Insomma un film crudele e per tanti versi dannato. Con scene così reali, tanto che la sceneggiatura si guarda bene dal presentare mai i mostri nel circo che non hanno bisogno di un palcoscenico diverso da quello della vita di tutti i giorni.
Piuttosto strisciano, si dimenano, saltellano fino a vendicarsi della malvagità altrui ricorrendo ad altra malvagità che punisce e mutila i due amanti, fino a ridurli due freaks da baraccone, tali e quali a loro: castrato obeso lui e donna gallina lei.
Nessuna lettura edificante che possa offrire spunti al buonismo dei nostri giorni in cui la diversità e la mostruosità devono a tutti i costi ispirare sentimenti di accettazione e di ingannevole amore.
Nel film non c'è spazio per la bontà.

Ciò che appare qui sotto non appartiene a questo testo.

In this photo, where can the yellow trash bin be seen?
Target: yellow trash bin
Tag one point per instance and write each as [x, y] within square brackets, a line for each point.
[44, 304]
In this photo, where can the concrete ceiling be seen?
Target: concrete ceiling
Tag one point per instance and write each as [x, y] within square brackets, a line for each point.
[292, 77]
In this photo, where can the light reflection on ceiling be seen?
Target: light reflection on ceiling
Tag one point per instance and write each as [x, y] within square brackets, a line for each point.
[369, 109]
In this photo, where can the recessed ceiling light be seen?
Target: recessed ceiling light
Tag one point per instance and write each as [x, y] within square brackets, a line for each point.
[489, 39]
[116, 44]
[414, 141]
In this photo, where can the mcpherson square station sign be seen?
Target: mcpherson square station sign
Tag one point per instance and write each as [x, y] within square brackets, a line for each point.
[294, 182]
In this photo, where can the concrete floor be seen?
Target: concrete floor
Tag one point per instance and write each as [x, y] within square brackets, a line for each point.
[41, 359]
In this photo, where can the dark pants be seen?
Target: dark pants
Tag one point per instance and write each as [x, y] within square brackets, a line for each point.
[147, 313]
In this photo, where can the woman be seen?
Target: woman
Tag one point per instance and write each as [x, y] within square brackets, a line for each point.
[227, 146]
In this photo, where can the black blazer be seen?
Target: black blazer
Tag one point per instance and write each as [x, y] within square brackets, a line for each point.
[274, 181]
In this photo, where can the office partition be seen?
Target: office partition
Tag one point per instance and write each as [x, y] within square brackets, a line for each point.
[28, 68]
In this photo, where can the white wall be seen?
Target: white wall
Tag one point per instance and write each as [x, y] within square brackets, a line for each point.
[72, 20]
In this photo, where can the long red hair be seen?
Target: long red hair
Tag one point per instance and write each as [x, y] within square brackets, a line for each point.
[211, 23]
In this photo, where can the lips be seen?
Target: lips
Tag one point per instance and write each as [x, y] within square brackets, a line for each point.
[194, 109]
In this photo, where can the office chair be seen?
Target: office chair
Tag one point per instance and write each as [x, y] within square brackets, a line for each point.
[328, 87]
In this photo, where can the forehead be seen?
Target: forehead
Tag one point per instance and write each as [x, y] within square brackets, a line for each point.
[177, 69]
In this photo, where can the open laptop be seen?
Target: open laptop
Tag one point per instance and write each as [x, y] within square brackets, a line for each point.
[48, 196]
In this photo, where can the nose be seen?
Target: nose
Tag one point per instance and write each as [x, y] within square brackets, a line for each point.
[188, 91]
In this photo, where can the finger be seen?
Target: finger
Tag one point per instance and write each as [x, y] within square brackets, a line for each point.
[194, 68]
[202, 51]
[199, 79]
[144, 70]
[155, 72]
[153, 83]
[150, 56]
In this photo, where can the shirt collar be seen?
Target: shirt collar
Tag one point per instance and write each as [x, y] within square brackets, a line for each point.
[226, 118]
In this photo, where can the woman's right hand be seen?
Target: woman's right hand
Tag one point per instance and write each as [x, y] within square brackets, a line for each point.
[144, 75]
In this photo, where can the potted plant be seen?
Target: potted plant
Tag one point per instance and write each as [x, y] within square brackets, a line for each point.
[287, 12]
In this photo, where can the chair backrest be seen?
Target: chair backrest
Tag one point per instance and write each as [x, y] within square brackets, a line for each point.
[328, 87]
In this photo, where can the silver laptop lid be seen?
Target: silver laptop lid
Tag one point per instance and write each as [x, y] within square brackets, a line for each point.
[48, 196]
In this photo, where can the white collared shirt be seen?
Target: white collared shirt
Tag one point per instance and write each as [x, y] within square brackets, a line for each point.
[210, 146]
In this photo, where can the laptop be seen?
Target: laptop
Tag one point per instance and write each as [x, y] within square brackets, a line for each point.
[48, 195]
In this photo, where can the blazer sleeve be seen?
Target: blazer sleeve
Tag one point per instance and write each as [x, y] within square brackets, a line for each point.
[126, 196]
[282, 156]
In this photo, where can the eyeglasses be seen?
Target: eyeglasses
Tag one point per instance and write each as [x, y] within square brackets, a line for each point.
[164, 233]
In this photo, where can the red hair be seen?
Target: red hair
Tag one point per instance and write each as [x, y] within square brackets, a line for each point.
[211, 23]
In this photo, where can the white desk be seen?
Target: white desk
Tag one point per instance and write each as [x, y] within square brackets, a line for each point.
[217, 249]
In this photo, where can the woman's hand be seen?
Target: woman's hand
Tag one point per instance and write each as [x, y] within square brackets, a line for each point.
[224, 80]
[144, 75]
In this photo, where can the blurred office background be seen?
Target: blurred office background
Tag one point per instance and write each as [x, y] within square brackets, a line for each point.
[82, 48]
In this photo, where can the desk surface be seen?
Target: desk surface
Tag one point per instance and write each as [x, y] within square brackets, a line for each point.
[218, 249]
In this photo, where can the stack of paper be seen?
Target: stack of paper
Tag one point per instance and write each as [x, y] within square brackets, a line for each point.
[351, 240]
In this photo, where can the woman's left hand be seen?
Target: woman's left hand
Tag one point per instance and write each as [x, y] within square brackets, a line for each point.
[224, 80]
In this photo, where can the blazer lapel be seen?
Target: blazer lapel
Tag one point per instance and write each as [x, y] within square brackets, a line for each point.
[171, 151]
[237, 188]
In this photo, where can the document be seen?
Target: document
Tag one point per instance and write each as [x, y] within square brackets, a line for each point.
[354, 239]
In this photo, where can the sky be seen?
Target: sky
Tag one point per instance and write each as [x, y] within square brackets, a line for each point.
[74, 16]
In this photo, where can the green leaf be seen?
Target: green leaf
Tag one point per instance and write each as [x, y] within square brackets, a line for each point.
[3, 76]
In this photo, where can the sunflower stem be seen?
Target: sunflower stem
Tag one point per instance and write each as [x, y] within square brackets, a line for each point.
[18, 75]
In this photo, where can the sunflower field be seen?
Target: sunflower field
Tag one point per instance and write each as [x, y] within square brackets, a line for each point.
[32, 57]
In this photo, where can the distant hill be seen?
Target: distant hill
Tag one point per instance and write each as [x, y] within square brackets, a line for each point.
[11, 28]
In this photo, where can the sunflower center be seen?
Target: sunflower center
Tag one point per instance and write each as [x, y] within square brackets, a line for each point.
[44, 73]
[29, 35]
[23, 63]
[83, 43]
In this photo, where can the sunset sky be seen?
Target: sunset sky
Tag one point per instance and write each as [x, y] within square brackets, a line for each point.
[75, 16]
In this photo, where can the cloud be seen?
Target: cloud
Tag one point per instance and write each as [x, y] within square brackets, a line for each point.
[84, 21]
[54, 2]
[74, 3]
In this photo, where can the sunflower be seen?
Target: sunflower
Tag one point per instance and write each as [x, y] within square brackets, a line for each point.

Sono cattivi i presunti normali, sono cattivi i mostri.
Non c'è umanità nei presunti normali, non c'è perdono nei cuori dei deformi.
Solo vendetta e mutilazione. Tanto che la pellicola è stata pesantemente censurata di oltre mezzora per la durezza delle scene finali.
Insomma un film da rivedere per rivedere, forse, alcuni concetti sul bene e sul male.